Canadian ice hockey player and coach

Clayton Beddoes (born November 10, 1970) is a Canadian ice hockey coach and former professional ice hockey centre. He played two seasons in the National Hockey League. He is currently an assistant coach for the Seattle Torrent of the Professional Women's Hockey League (PWHL), and has coached the Italian national team at two World Championships.

== Playing career ==

He spent four years playing college ice hockey at Lake Superior State University between 1990 and 1994, earning All-NCAA Second Team honors along with NCAA's Championship All-Tournament Team and All-CCHA Second Team distinction his senior year. He also served as the Lakers' team captain in his final year at LSSU.

Beddoes was signed as a free agent by the Boston Bruins in 1994 and spent the 1994–95 season with the team's AHL affiliate, the Providence Bruins. He played sixty career NHL games between 1995 and 1997, scoring two goals and eight assists for ten points.

Beddoes scored his first NHL goal on December 2, 1995, in Boston's 6–4 home victory over the Buffalo Sabres.

After spending the 1997–98 season with the Detroit Vipers of the International Hockey League (65 games: 22 goals, 24 assists), Beddoes signed with the Berlin Capitals of the German elite league Deutsche Eishockey Liga (DEL) in 1998. He made 52 appearances for the Capitals in the 1998-99 DEL season, tallying 17 goals, while assisting on 26 more.

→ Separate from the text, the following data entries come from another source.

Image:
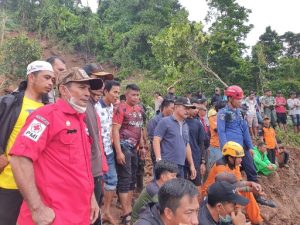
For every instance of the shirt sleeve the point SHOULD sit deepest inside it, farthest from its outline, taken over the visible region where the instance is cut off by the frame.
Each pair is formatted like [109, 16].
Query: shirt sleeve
[247, 137]
[32, 139]
[161, 129]
[258, 161]
[221, 128]
[150, 128]
[118, 116]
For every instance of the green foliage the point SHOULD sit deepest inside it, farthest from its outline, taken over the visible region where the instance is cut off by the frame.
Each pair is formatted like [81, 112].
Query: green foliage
[17, 53]
[128, 26]
[288, 138]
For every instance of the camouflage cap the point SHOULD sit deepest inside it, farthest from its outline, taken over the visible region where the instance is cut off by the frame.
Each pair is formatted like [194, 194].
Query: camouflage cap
[77, 74]
[104, 75]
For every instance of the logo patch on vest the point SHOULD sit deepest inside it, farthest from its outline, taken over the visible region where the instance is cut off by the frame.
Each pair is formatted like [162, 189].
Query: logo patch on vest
[35, 130]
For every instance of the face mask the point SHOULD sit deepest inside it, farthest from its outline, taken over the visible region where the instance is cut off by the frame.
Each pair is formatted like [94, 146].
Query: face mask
[76, 107]
[226, 219]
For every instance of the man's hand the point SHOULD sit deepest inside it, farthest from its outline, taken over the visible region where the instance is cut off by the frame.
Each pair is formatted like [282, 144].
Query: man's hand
[202, 169]
[256, 188]
[238, 218]
[251, 152]
[193, 172]
[3, 162]
[95, 210]
[43, 215]
[142, 153]
[120, 158]
[270, 167]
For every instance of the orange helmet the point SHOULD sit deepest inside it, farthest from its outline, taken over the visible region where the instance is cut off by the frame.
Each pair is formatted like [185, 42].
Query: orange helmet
[233, 149]
[235, 92]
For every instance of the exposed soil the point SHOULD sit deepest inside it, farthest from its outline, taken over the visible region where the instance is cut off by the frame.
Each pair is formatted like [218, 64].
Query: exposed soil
[283, 188]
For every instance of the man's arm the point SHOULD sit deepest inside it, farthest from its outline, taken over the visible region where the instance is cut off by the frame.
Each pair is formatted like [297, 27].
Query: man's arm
[156, 147]
[221, 129]
[159, 133]
[24, 175]
[116, 141]
[189, 158]
[247, 137]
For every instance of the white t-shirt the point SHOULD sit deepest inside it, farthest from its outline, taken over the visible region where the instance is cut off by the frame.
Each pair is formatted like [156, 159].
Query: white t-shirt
[294, 106]
[251, 107]
[106, 114]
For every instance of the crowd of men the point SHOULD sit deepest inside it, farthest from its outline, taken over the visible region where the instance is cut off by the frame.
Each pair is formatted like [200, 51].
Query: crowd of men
[69, 143]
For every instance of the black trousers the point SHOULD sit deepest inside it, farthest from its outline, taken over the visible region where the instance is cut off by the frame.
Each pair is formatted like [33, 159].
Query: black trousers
[98, 190]
[10, 204]
[271, 155]
[248, 167]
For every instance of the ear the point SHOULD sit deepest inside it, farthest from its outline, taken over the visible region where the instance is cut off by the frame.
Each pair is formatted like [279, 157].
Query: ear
[62, 90]
[169, 213]
[30, 77]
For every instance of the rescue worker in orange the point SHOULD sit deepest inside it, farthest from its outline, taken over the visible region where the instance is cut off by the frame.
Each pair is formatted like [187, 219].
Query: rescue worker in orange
[230, 163]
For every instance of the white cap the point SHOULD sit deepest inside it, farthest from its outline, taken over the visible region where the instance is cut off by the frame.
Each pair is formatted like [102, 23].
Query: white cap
[38, 66]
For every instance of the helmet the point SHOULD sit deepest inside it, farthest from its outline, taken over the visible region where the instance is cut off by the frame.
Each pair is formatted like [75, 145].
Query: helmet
[233, 149]
[235, 92]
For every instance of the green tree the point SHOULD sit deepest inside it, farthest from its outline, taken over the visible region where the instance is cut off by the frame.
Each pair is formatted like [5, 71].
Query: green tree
[291, 44]
[225, 47]
[272, 46]
[17, 53]
[129, 24]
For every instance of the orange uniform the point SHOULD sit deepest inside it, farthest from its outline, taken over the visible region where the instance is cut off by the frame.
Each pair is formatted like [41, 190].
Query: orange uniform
[269, 137]
[252, 209]
[214, 139]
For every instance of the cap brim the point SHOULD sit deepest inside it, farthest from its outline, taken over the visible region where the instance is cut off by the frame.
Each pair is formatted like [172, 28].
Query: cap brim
[190, 106]
[104, 75]
[95, 83]
[240, 200]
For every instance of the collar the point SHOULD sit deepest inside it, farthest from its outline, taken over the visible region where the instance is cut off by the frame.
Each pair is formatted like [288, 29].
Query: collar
[65, 107]
[173, 118]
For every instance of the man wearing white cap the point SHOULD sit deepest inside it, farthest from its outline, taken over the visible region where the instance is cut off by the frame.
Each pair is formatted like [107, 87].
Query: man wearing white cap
[14, 110]
[51, 158]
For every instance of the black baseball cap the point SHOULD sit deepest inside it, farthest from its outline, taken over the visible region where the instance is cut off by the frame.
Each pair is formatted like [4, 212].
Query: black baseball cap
[184, 101]
[222, 191]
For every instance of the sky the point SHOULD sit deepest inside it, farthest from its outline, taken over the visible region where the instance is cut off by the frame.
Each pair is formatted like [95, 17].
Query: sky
[281, 15]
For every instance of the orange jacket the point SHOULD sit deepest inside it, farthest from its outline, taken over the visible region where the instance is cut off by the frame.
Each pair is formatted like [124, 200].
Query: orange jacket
[269, 137]
[219, 167]
[214, 138]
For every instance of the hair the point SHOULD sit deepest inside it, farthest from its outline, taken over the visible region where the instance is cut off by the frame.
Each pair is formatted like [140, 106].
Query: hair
[52, 59]
[132, 87]
[92, 68]
[260, 144]
[122, 98]
[194, 100]
[220, 105]
[109, 84]
[252, 92]
[166, 103]
[163, 166]
[170, 194]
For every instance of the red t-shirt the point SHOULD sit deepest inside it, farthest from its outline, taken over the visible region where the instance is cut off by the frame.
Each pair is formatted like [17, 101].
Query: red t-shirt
[55, 138]
[131, 121]
[281, 108]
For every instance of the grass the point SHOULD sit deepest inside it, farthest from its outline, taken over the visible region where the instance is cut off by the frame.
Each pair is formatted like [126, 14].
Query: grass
[289, 138]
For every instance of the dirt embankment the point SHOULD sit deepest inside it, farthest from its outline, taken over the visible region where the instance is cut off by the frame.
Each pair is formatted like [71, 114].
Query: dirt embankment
[284, 189]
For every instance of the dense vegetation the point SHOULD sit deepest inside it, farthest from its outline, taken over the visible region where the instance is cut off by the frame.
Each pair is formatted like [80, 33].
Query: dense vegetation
[153, 42]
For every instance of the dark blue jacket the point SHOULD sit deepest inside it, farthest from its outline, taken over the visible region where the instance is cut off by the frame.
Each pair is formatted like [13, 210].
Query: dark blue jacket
[233, 127]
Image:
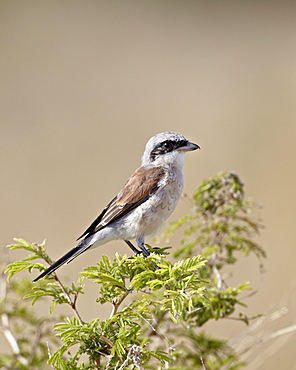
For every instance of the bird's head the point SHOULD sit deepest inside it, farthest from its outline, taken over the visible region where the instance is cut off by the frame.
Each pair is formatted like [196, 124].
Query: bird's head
[167, 149]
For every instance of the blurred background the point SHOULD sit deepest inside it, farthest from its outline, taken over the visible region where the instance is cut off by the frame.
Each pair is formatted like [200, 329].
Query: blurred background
[85, 84]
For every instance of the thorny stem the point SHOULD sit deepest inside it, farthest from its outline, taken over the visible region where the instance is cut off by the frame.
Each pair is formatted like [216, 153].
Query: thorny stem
[72, 304]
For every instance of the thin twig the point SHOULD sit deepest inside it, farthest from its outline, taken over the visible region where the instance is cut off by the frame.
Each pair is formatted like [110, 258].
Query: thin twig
[5, 322]
[117, 303]
[71, 303]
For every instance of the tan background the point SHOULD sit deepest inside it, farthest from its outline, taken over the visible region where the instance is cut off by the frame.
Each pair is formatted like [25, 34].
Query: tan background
[84, 85]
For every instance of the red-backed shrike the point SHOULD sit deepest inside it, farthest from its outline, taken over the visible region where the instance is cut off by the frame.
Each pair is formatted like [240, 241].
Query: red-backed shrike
[143, 204]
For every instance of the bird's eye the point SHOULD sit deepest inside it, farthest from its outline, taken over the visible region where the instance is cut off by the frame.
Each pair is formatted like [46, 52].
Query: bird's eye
[168, 146]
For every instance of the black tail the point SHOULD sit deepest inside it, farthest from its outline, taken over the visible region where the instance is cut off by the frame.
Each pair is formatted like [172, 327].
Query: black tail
[68, 257]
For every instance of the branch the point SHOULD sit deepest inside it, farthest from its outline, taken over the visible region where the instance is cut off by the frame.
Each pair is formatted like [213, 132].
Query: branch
[5, 322]
[72, 304]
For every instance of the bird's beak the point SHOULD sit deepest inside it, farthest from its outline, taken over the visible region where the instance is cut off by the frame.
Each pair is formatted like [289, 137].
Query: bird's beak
[189, 147]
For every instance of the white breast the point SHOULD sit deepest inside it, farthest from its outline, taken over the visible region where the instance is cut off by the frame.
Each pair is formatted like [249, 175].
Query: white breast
[147, 218]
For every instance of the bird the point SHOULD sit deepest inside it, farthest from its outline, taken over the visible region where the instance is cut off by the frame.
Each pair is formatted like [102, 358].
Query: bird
[147, 199]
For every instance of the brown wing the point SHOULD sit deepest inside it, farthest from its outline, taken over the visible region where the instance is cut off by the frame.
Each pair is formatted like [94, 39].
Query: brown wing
[139, 187]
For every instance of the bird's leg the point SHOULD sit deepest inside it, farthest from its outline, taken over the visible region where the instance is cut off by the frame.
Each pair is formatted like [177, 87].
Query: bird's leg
[141, 244]
[133, 248]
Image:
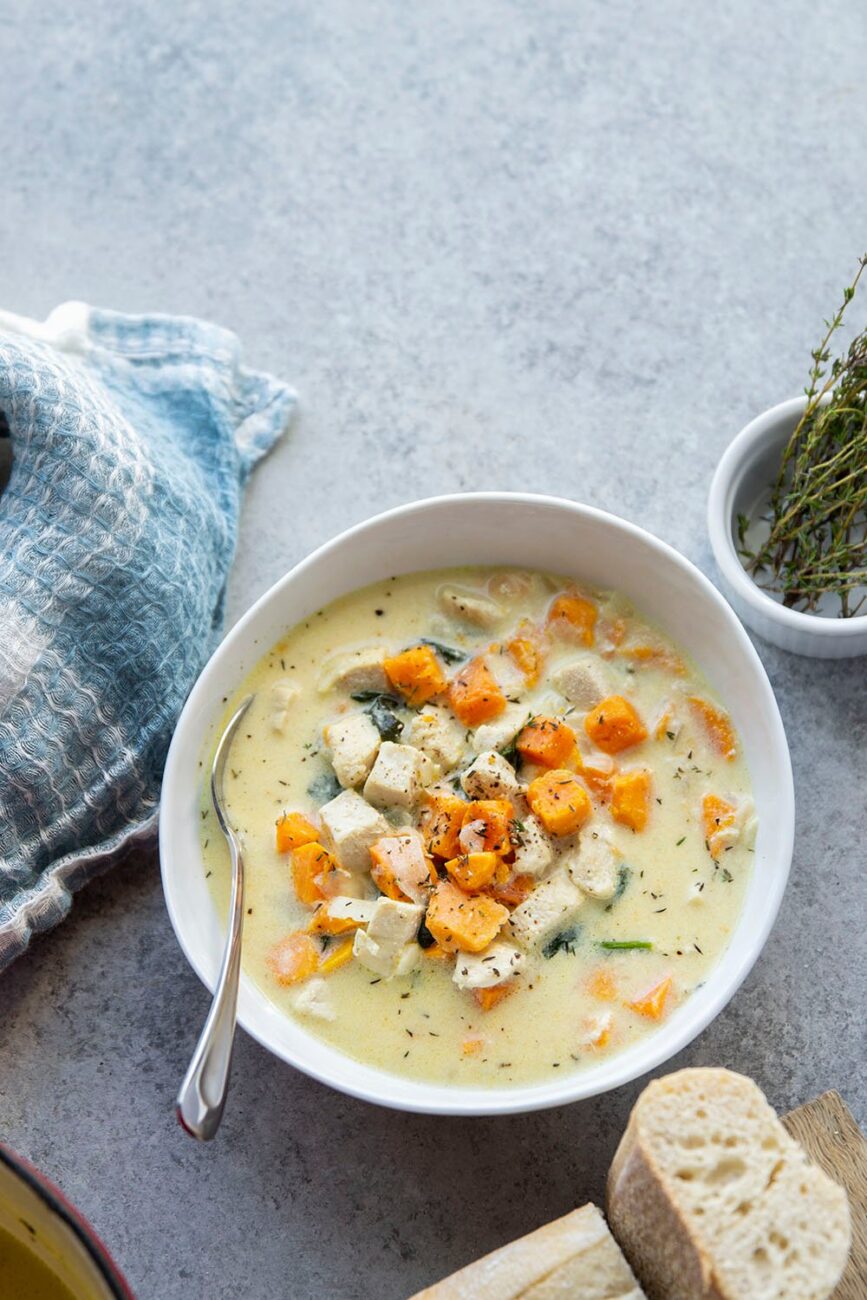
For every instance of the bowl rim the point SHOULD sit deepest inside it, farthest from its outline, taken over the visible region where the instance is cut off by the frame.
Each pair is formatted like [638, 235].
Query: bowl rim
[63, 1208]
[456, 1099]
[720, 511]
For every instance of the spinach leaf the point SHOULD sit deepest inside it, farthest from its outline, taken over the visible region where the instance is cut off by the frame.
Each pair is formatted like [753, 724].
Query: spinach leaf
[365, 697]
[384, 719]
[624, 875]
[324, 787]
[424, 937]
[449, 654]
[566, 941]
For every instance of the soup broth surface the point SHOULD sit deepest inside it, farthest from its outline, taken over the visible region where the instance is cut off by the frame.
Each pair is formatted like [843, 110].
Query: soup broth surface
[579, 997]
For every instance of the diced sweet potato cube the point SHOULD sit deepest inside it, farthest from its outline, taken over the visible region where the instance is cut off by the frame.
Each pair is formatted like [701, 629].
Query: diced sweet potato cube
[615, 726]
[475, 696]
[472, 871]
[527, 653]
[336, 957]
[293, 831]
[560, 804]
[463, 923]
[546, 741]
[441, 822]
[416, 674]
[490, 997]
[576, 615]
[491, 819]
[308, 862]
[595, 778]
[716, 726]
[631, 798]
[602, 986]
[294, 958]
[718, 815]
[653, 1004]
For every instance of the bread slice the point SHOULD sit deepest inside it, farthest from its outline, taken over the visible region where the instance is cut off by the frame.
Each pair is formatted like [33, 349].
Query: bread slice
[710, 1199]
[573, 1256]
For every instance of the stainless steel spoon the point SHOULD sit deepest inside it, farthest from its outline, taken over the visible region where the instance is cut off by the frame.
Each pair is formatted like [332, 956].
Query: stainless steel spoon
[203, 1092]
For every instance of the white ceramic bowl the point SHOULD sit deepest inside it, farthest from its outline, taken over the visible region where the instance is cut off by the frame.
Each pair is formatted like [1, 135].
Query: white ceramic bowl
[510, 529]
[742, 476]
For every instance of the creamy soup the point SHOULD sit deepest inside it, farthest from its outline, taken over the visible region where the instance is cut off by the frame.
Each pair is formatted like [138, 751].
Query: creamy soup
[495, 826]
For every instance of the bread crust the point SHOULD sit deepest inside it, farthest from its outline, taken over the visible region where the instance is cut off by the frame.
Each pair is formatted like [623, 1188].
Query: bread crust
[573, 1256]
[667, 1244]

He spent two more years in the German top-flight, playing for Adler Mannheim and Düsseldorfer EG. He split his last season as a professional athlete (2001–02) between WCHL's Anchorage Aces and Italian team WSV Sterzing. In 2002, Beddoes had to put an end to his playing career due to shoulder issues.

== Coaching career ==
After his retirement in 2002, he began a coaching career in Germany. He served one year as assistant coach of DEL's Iserlohn Roosters (2005–06), followed by a two-year stint in the same position at fellow DEL side Kölner Haie. In September 2008, he was promoted to the head coaching job after the Haie organization had sacked Doug Mason, but was relieved of his duties after only 71 days in that position. He then joined the Frankfurt Lions' coaching staff as an assistant for 2009–10. After the Lions' organization had withdrawn from the German top-flight and made a fresh start in the third-division, Beddoes took over as head coach in 2010–11.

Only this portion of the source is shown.